En l'espèce, si la société STAN sollicite au dispositif de son assignation la condamnation du preneur à payer « la somme de 10% des sommes dues à titre de dommages et intérêts en réparation du préjudice résultant du retard de paiement du preneur», elle ne développe pour autant aucun moyen au soutien de cette prétention dans ses écritures.
Dès lors, faute d'alléguer le fondement juridique sur lequel repose cette demande ainsi que les faits de nature à en justifier le bien fondé, la société STAN en sera déboutée.
4 - Sur les demandes accessoires
- Sur les dépens
Aux termes de l'article 696 du code de procédure civile, la partie perdante est condamnée aux dépens, à moins que le juge, par décision motivée, n'en mette la totalité ou une fraction à la charge d'une autre partie.
La société STAN, succombant à l’instance, sera condamnée au paiement des entiers dépens.
- Sur les frais irrépétibles
En application de l'article 700 du code de procédure civile, le juge condamne la partie tenue aux dépens ou la partie perdante à payer à l'autre partie la somme qu'il détermine au titre des frais exposés et non compris dans les dépens. Le juge tient compte de l'équité ou de la situation économique de la partie condamnée. Il peut, même d'office, pour des raisons tirées des mêmes considérations, dire qu'il n'y a lieu à condamnation.
En l'espèce, il convient de débouter la société STAN de sa demande au titre de l'article 700 du code de procédure civile.
Sur le recouvrement des frais d'huissier
L'article 10 du décret n°96-1080 du 12 décembre 1996, modifié par le décret n°2011-212 du 8 mars 2001, ayant été abrogé par le décret n°2016-230 du 26 février 2016, il ne sera pas fait droit à la demande sur ce fondement.
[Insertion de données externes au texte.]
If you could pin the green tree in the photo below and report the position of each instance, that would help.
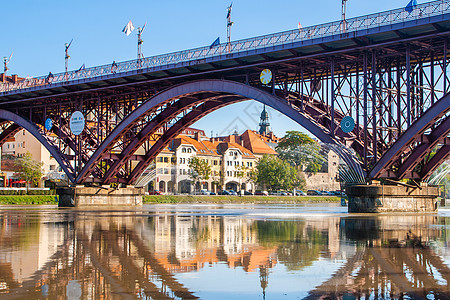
(28, 169)
(275, 174)
(301, 151)
(200, 170)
- Sur l’exécution provisoire
Selon l'article 514 du code de procédure civile, les décisions de première instance sont de droit exécutoires à titre provisoire à moins que la loi ou la décision rendue n'en dispose autrement.
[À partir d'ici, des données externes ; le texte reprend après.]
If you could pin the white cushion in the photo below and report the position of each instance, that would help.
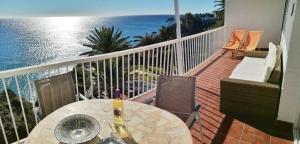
(251, 72)
(253, 60)
(240, 76)
(271, 59)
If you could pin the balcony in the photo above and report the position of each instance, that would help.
(135, 73)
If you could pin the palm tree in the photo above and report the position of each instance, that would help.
(220, 4)
(107, 39)
(147, 39)
(167, 33)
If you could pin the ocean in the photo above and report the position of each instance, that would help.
(32, 41)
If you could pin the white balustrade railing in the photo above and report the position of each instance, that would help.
(134, 72)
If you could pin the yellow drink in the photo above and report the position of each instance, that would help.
(118, 106)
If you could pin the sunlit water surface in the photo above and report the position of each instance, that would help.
(32, 41)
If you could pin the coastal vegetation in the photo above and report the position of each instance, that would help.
(17, 113)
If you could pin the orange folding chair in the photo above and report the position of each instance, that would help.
(251, 41)
(236, 40)
(243, 40)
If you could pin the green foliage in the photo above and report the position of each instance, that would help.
(107, 39)
(220, 5)
(17, 112)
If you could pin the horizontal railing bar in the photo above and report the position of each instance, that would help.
(202, 33)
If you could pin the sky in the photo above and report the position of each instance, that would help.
(21, 8)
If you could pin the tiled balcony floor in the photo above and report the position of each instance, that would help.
(217, 127)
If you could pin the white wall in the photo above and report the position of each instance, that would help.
(266, 15)
(289, 107)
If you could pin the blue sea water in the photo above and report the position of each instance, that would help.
(31, 41)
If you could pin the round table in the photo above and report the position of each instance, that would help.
(164, 124)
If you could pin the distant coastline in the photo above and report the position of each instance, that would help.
(37, 40)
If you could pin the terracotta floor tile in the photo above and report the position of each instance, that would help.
(231, 140)
(217, 127)
(275, 140)
(254, 136)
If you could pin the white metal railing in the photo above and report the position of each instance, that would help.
(134, 72)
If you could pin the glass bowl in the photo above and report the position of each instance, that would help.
(77, 128)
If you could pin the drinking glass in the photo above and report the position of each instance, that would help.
(107, 106)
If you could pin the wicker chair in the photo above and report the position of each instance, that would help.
(176, 94)
(54, 92)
Aux termes de l'article 514-1 du code de procédure civile, le juge peut écarter l'exécution provisoire de droit, en tout ou en partie, s'il estime qu'elle est incompatible avec la nature de l'affaire.
En l'espèce, il n'y pas lieu d’écarter l’exécution provisoire.
PAR CES MOTIFS,
Le tribunal,
Déboute la société STAN de sa demande au titre des loyers, charges et taxes dus au 12 février 2024 et des prétentions relatives au prononcé d'une astreinte et à la liquidation de celle-ci qui en découlent ;
Se déclare incompétent pour connaître de la demande de la société STAN tendant à voir libérer la saisie conservatoire effectuée sur le compte de la société SEVEN ELEVEN DE GARE ;
Dit n'y avoir lieu de renvoyer l'affaire et les parties devant le juge de l'exécution du tribunal judiciaire de Bobigny ;
Déboute la société STAN de sa demande de dommages et intérêts ;
Déboute la société STAN de sa demande au titre de l'article 700 du code de procédure civile ;
Condamne la société STAN aux entiers dépens ;
Rejette les demandes plus amples ou contraires.
Fait au Palais de Justice, le 30 avril 2025
La minute de la présente décision a été signée par Madame Charlotte THINAT, Présidente, assistée de Madame Zahra AIT, greffière.